Mobility is a big problem for many golfers, particularly older athletes. Today we’re going to spend a little time explaining some simple but important ways to increase your mobility.
The first step is myofascial work – foam rolling. We have a lot of resources about myofascial work here at Par4Success, and if you’ve read many of our other articles or watched our videos you’ve probably seen us talk about it. If you want a more detailed explanation, we have an article talking all about it here. For a brief explanation, when soft tissue is unhealthy, it forms what are called trigger points, which shorten the length of the muscle fibers. When muscle fibers are shortened, your range of motion is limited with them. Getting rid of these trigger points is the simplest way to quickly increase your mobility, which is why it’s our first step.

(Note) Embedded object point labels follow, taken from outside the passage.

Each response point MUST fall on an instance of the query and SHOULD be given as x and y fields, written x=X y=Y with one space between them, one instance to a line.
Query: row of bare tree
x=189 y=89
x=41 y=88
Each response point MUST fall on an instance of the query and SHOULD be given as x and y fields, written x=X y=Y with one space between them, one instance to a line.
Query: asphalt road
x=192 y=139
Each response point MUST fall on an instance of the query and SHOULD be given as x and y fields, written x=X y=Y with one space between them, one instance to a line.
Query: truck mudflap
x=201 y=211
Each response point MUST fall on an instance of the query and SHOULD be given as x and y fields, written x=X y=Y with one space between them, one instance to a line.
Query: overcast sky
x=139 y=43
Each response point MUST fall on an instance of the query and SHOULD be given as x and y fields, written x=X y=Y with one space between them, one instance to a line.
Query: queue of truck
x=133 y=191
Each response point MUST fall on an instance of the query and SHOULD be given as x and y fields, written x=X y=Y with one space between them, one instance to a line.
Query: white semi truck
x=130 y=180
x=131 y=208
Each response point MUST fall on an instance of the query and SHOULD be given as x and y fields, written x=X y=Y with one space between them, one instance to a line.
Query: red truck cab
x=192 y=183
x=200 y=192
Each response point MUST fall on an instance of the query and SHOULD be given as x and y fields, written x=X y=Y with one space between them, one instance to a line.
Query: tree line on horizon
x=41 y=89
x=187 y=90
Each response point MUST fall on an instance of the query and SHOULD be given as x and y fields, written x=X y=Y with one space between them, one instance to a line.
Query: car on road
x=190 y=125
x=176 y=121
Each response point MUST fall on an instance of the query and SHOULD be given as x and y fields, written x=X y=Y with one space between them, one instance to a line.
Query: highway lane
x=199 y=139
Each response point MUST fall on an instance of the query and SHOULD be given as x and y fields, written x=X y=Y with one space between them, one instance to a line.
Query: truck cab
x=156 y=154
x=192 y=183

The second step we recommend is to actively move through your full range of motion. If you’re tight or lacking motion, chances are there’s a part of the joint that hasn’t been engaged regularly. When a portion of your range of motion isn’t used, your body will naturally divert energy away from that area, meaning unused mobility is essentially lost.
Finally, once you’re able to get through the full range of motion, the next step is to go through that motion with a load. Adding a load will allow you to use more strength and power when moving through that range of motion, making it more functionally usable for sport.
The most important thing to remember is that improving mobility isn’t just one kind of treatment or exercise. Using these layered steps is the most healthy and holistic way to not only gain mobility quickly but to gain functional mobility and keep it.